How many maps have you seen and not thought twice about how the data are plotted? Has the author carefully considered the colors assigned to the geographic units? Are the data placed into reasonably sized bins or groups? How were those bins chosen? Too often, we let our software tools make these decisions for us. But when we take greater control of these choices, we can make conscious, purposeful decisions that help readers reach conclusions and gain insights from the data.
With any map that visualizes data, we can make decisions about some primary characteristics, including the map projection, colors, and bin number and width. Here, I focus on how bins are presented in a map’s legend.
Let’s start with this map of the geographic dispersion in the Disability Insurance (DI) recipiency rate—that is, the number of people receiving DI benefits as a share of the 18-to-65 population. The data are placed into five groups.
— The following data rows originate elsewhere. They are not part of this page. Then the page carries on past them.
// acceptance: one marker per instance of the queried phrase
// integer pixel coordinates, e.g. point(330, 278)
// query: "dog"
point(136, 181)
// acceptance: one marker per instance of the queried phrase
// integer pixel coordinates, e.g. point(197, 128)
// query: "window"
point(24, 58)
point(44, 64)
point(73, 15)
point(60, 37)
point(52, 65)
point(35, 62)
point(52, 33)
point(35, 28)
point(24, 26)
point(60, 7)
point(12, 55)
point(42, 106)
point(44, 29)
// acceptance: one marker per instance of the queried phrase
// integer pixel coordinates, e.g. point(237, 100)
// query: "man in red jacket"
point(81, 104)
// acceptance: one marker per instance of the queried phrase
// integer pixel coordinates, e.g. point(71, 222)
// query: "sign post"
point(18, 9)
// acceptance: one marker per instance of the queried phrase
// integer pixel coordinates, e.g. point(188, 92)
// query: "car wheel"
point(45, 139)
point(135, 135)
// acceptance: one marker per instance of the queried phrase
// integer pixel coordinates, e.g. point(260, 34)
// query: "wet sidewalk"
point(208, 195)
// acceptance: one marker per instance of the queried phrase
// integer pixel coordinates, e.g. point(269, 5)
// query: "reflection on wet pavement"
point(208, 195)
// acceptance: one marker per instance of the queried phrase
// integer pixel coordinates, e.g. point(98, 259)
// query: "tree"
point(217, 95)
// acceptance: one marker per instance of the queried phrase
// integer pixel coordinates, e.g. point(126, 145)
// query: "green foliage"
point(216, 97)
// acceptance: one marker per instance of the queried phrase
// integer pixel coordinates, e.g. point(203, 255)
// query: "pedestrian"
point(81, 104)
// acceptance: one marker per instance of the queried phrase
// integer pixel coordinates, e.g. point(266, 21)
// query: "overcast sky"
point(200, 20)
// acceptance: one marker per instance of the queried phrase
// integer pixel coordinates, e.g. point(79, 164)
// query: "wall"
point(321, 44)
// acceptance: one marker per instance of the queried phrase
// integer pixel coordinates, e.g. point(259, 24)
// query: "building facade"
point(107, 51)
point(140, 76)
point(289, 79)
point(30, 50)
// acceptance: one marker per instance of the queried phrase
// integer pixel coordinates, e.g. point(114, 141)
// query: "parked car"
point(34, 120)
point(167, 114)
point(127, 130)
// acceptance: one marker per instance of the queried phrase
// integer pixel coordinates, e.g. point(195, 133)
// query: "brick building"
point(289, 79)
You can quickly see, for example, that Arkansas, Maine, West Virginia, and other dark-blue states have the highest recipiency rates.
Placing the data into these categories results in an aggregation problem. We don’t know, for example, how different Arkansas, Maine, and West Virginia are from each other because they are grouped together. If we plot the same map but include a column chart, we can more easily see the differences in the values. Some visible jumps appear in the data, which can help define the bins.
You may also notice that the definition of the breaks in the legend are arbitrary. Look at the top bin: the recipiency rate jumps from 6.91 percent in Tennessee to 7.97 percent in Maine. Why then is the bin for the fifth group “7.0 percent or more”? It’s true, but it could have just as easily started at 7.5 percent or even 7.9 percent.
In fact, the legend for this map can be defined in multiple ways.
1. Instead of two decimal places, the legend could have used just one decimal place, but that still leaves us with arbitrary bins, and it isn’t clear if a value of 7.0 percent, for example, is in the fourth or fifth group.
1a. One possible solution—and something we have documented in the Urban Institute style guide—is to explicitly note which bins are inclusive or exclusive of the upper and lower bounds.
2. Another alternative would be to define the bins based on the actual data values.
This has the advantage of more clearly showing the data. For example, we can more clearly see the gap between 6.91 percent and 7.97 percent.
And yet, this legend may look odd. If you’re unfamiliar with the data, you may think, “What happened to the data between 6.91 percent and 7.97 percent?”
3. Alternatively, we could create a legend that includes these “gap” bins:
Although accurate and comprehensive, this legend feels busy and obscures the five original bins by adding the four nondata bins that connect the groups.
I’m not sure there is a perfect solution, but this map illustrates the variety of issues to consider, including the level of precision (i.e., the number of decimal places), the number of bins, and the smoothness of the data (i.e., if the data show no visible jumps, round-numbered bins may be fine).
In this example—and, I suspect, in many maps you see—I find it most helpful to define the bins based on the data and show the number of states in each.
In the map below, I’ve added a bar chart to serve as the legend where the length of the bars denote the number of states in each bin. This way, you can quickly see how the bins are defined and the number of observations in each.
Maps are a great way to show geographic data, but we should carefully consider our data and design decisions to help audiences understand the information we are trying to convey.
This post was originally published on the Urban Institute’s blog, Urban Wire on January 12, 2018.